The computer program listed below seeks to solve Problem S8 of Amaral (2006),
which is a problem from Simmons (1969). In order to have integer locations, the
department lengths used in the computer program below have been made twice as
long as the given department lengths.

0 DEFINT A-Z
15 DIM X(11),A(11)
16 DIM TM(24,24),HR(24,24),HS(24,24)
21 FOR IW=1 TO 7
23 FOR JW=IW+1 TO 8
26 READ HR(IW,JW)
28 NEXT JW
29 NEXT IW
32 DATA 5,6,7,8,5,9,6,7,8,9,6,10,7,9,10,7,11,8,11,8,12,9,9,13,10,10,7,11
41 FOR IZ=1 TO 7
43 FOR JZ=IZ+1 TO 8
46 READ HS(IZ,JZ)
48 NEXT JZ
49 NEXT IZ
52 DATA 6,4,1,7,3,5,0,1,2,5,2,4,3,0,6,3,2,2,3,4,0,1,0,6,6,3,5,2
65 FOR JJJJ=-32000 TO 32000
74 RANDOMIZE JJJJ
76 M=-32000
85 FOR II=1 TO 8
88 A(II)=RND*99
89 NEXT II
126 IMAR=10+FIX(RND*2000)
128 FOR I=1 TO IMAR
129 FOR KK=1 TO 8
131 X(KK)=A(KK)
132 NEXT KK
223 IJL=1+FIX(RND*8)
234 X(IJL)=RND*99
533 FOR IX=1 TO 7
534 FOR JX=IX+1 TO 8
543 IF ABS(X(IX)-X(JX))-HR(IX,JX)<-.0001 THEN TM(IX,JX)=1000 ELSE TM(IX,JX)=0
545 NEXT JX
547 NEXT IX
1611 SUMTL=0
1612 FOR IR1=1 TO 7
1614 FOR IR2=IR1+1 TO 8
1616 SUMTL=SUMTL+TM(IR1,IR2)
1617 NEXT IR2
1619 NEXT IR1
1631 SUMUL=0
1632 FOR IS1=1 TO 7
1634 FOR IS2=IS1+1 TO 8
1636 SUMUL=SUMUL+HS(IS1,IS2)*ABS(X(IS1)-X(IS2))
1637 NEXT IS2
1639 NEXT IS1
1645 P=-SUMUL-SUMTL
1656 IF P<=M THEN 1670
1657 FOR KEW=1 TO 8
1658 A(KEW)=X(KEW)
1659 NEXT KEW
1661 M=P
1666 GOTO 128
1670 NEXT I
1890 IF M>-1605 THEN 1912 ELSE 1999
1912 PRINT A(1),A(2),A(3),A(4),A(5)
1914 PRINT A(6),A(7),A(8),M,JJJJ
1999 NEXT JJJJ

This BASIC computer program was run with Microsoft's GW BASIC 3.11 interpreter, and the best candidate solutions through JJJJ=-21042 are presented below.
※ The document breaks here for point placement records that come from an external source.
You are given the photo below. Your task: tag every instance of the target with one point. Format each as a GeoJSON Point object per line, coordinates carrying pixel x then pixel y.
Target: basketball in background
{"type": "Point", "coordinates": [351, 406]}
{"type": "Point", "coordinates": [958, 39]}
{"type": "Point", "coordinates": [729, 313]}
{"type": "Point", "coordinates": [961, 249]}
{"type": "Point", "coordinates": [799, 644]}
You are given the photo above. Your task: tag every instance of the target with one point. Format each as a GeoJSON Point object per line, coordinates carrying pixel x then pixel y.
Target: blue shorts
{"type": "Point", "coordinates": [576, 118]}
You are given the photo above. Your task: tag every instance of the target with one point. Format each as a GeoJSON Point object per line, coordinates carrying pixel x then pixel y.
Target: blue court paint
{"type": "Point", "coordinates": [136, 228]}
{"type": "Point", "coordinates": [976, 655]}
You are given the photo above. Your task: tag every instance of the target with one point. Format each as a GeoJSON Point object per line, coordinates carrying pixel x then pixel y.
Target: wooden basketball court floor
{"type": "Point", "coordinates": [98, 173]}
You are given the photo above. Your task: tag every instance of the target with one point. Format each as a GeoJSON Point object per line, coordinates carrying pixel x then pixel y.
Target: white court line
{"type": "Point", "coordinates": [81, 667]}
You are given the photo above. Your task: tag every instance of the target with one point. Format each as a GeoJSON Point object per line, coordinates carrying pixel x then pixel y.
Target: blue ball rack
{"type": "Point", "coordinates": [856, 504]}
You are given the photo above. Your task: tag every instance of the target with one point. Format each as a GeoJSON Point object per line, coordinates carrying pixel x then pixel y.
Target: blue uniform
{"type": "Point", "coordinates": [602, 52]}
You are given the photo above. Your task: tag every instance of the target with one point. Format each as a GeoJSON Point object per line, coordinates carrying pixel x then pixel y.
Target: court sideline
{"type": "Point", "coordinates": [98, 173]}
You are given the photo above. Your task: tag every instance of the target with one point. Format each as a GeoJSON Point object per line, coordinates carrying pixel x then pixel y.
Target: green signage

What immediately follows is a manual copy from the computer screen.

67 72 49 26 59
34 82 41 -1602 -31520

38 33 56 79 46
71 23 64 -1602 -25855

60 65 42 19 52
27 75 34 -1602 -25642

19 14 37 60 27
52 4 45 -1602 -22630

54 59 36 13 46
21 69 28 -1602 -22263

62 67 44 21 54
29 77 36 -1602 -22006

75 80 57 34 67
42 90 49 -1602 -21959

70 75 52 29 62
37 85 44 -1602 -21042

1602 is optimal. Interpreted in accordance with line 1912 and line 1914, the output through JJJJ=-21042 was produced in three hours of running on a personal computer with an Intel 2.66 GHz. chip and the IBM basica/D interpreter.

References

Amaral, A. R. S., "On the exact solution of a facility layout problem," European Journal of Operational Research 173, 508-518 (2006).

Simmons, D. M., "One-dimensional space allocation: an ordering algorithm," Operations Research 17, 812-826 (1969).